Hashing
In this lab we will be continue to study ways to process a large amount of data. We have two constraints we must meet.
- The data is too large to store in memory or in just one file
- We are processing so many lookups that the binary search is too slow (even if we could maintain the data sorted).
Because of this, we will be working on a modified hashing solution
Objectives
- Understanding and implement hashing
- Learn to work with random access files
- Adapt a hashing routine to try to achieve O(1.3) with at most 35% wasted space when working with a very large set of data
Assignment
Link for github classroom:
https://classroom.github.com/a/m4-RJf6S
Phase 1:
- Design a hashing function that creates two numbers. The first number will be used to specify the file. The second number will be used to indicate which record in that file.

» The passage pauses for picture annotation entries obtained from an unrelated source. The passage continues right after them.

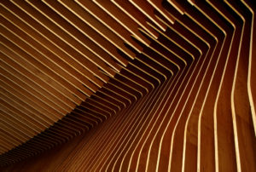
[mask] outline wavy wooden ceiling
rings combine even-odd
[[[256,171],[253,2],[0,4],[2,166]]]

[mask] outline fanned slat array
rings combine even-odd
[[[256,171],[253,2],[0,8],[3,170]]]

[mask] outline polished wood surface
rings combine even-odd
[[[256,171],[251,1],[3,1],[3,171]]]

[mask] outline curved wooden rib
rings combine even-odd
[[[0,9],[3,169],[256,171],[252,2]]]

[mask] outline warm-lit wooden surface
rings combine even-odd
[[[3,170],[256,171],[251,1],[0,8]]]

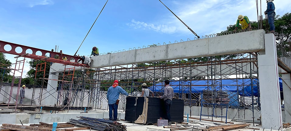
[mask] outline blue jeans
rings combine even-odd
[[[114,103],[113,104],[108,104],[109,107],[109,120],[116,121],[117,120],[117,109],[118,105]],[[113,111],[113,117],[112,117],[112,111]]]
[[[172,100],[167,99],[165,101],[165,105],[166,106],[166,113],[167,113],[167,119],[168,122],[171,121],[171,115],[170,114],[170,109],[172,105]]]
[[[274,25],[274,19],[275,18],[275,13],[272,13],[268,15],[268,22],[270,25],[270,30],[275,30],[275,25]]]

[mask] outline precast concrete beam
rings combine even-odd
[[[219,75],[222,75],[237,74],[256,74],[257,68],[256,65],[253,63],[244,63],[240,64],[222,64],[221,66],[216,66],[213,69],[213,71],[219,72]],[[155,78],[164,78],[170,77],[172,78],[180,77],[191,77],[194,76],[204,76],[211,75],[210,67],[207,66],[192,67],[191,68],[189,67],[179,68],[179,67],[171,67],[167,69],[165,68],[156,69],[154,68],[139,68],[137,69],[131,69],[123,70],[116,69],[116,71],[100,71],[97,73],[97,79],[99,77],[108,79],[115,79],[120,80],[127,78],[130,79],[140,79],[145,78],[151,78],[154,76],[155,73]],[[190,71],[191,70],[191,71]],[[102,71],[102,70],[101,70]],[[207,73],[207,72],[209,73]],[[191,72],[191,73],[190,73]],[[113,75],[112,75],[113,74]],[[111,77],[114,78],[111,78]]]
[[[263,29],[92,57],[92,68],[258,52],[264,49]]]

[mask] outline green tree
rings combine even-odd
[[[34,59],[31,59],[30,61],[28,63],[29,64],[30,70],[26,73],[26,78],[23,79],[22,80],[22,83],[24,84],[35,84],[36,85],[41,85],[41,82],[38,80],[37,79],[40,78],[43,78],[44,71],[38,71],[36,74],[36,69],[37,65],[42,63],[46,62],[45,74],[44,75],[44,78],[48,78],[49,74],[50,72],[50,62],[43,60],[36,60]],[[41,68],[40,68],[40,65],[37,66],[37,70],[45,70],[44,64],[41,65]],[[37,81],[36,83],[35,82]],[[44,80],[44,83],[47,83],[44,85],[44,86],[47,86],[47,80]]]
[[[11,82],[12,76],[9,74],[11,70],[12,63],[9,60],[6,59],[5,54],[0,53],[0,79],[3,82]]]

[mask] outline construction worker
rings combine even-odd
[[[98,50],[98,48],[94,47],[93,47],[93,48],[92,48],[92,52],[91,53],[91,55],[92,56],[93,55],[94,56],[99,56],[99,51]]]
[[[78,60],[78,62],[80,62],[80,61],[82,60],[84,60],[84,62],[83,63],[85,64],[87,64],[90,66],[91,66],[90,64],[91,62],[92,61],[92,60],[91,59],[91,58],[87,56],[82,56],[82,57],[80,58],[80,60]]]
[[[270,31],[269,33],[275,32],[275,25],[274,25],[274,19],[276,13],[275,12],[275,5],[272,2],[274,0],[267,1],[267,10],[264,12],[265,15],[268,15],[268,22],[270,25]]]
[[[149,96],[150,93],[151,95],[151,96],[154,97],[154,92],[147,88],[147,84],[144,83],[141,85],[142,88],[141,89],[141,96],[143,97],[147,97]]]
[[[171,121],[171,115],[170,113],[170,109],[172,105],[172,99],[174,96],[174,90],[172,87],[170,86],[170,81],[166,80],[165,81],[165,88],[164,89],[164,95],[159,96],[159,97],[161,99],[164,99],[165,102],[165,107],[166,109],[166,113],[167,114],[167,119],[168,120],[168,125],[171,125],[172,124]]]
[[[239,24],[241,25],[241,29],[244,29],[248,27],[249,30],[251,30],[251,23],[250,20],[248,19],[248,16],[243,16],[241,15],[240,15],[237,17],[237,24],[235,25],[235,30],[237,29],[237,27]]]
[[[108,100],[109,120],[114,121],[117,120],[117,109],[118,108],[118,104],[119,102],[118,98],[119,98],[119,94],[120,93],[128,96],[129,95],[127,92],[121,87],[118,86],[118,81],[115,80],[114,81],[112,86],[108,88],[107,91],[106,98]]]
[[[23,99],[24,98],[24,94],[25,93],[25,88],[26,86],[24,84],[22,86],[22,88],[20,89],[20,101],[19,104],[22,104],[23,102]]]
[[[66,61],[68,60],[68,58],[67,58],[67,57],[64,56],[63,57],[63,58],[62,58],[62,60]]]

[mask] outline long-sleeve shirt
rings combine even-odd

- Choose a collision handling function to work with your hashing function.
- You will have access to SellItem.java. Make sure you understand every component. Design two methods (one static), both called hash that will receive an id (or use the id of the item) and hash it. They should return an array with the first item indicated which file and the second item indicated the record in that file.
- Design DataFile.java. This class should only have static methods, constants, and one class variable.
- Class variable: The class variable should count the number of reads/writes. It needs to be able to be reset and the value reported back.
- Constants
- BLOCKSIZE is the number of records that can be stored in a given file. This should be set to 20,000.
- INDEXSIZE is the number of different files allowed. This should be set to 4,000.
- BASENAME is the main part of each data file with the number of which data file appended to the end of it. It should be set to "selldata.".
- Methods. You will need additional methods to find and save a given sell item. Because this class only has class field variables, all methods should be class methods.
- Serious time should be spent designing the testing plan. You need a couple of small examples to use to test and debug your code Then you need medium size ones. Finally you should have large test cases that you can use to see if you have achieve the benchmarks you wanted.
- Turn in the software design report as a pdf by the due date specified on Canvas.
Phase 2:
- Implement your designs
- Test and debug your code
- Run your code on your large data sets. If you have not achieved the benchmarks, adapt your hashing functions and/or collision handling routines until you do. Document the different methods you use in a second part of your testing report. If you have tried a total of three different hashing functions each with two different collision handling methods and have still not achieved the benchmarks, you may stop. Just be sure to talk about it in your SDR.
Submission instructions for Phase 2
- Complete the SDR.
- Combine your SDR and all of your .java and testing files into one zip folder
- Submit the zip folder on Canvas by the due data specific there.
Restrictions:
- You may not use any Internet resources (other than to look up Java syntax).
- You may use code from this course or last semesters.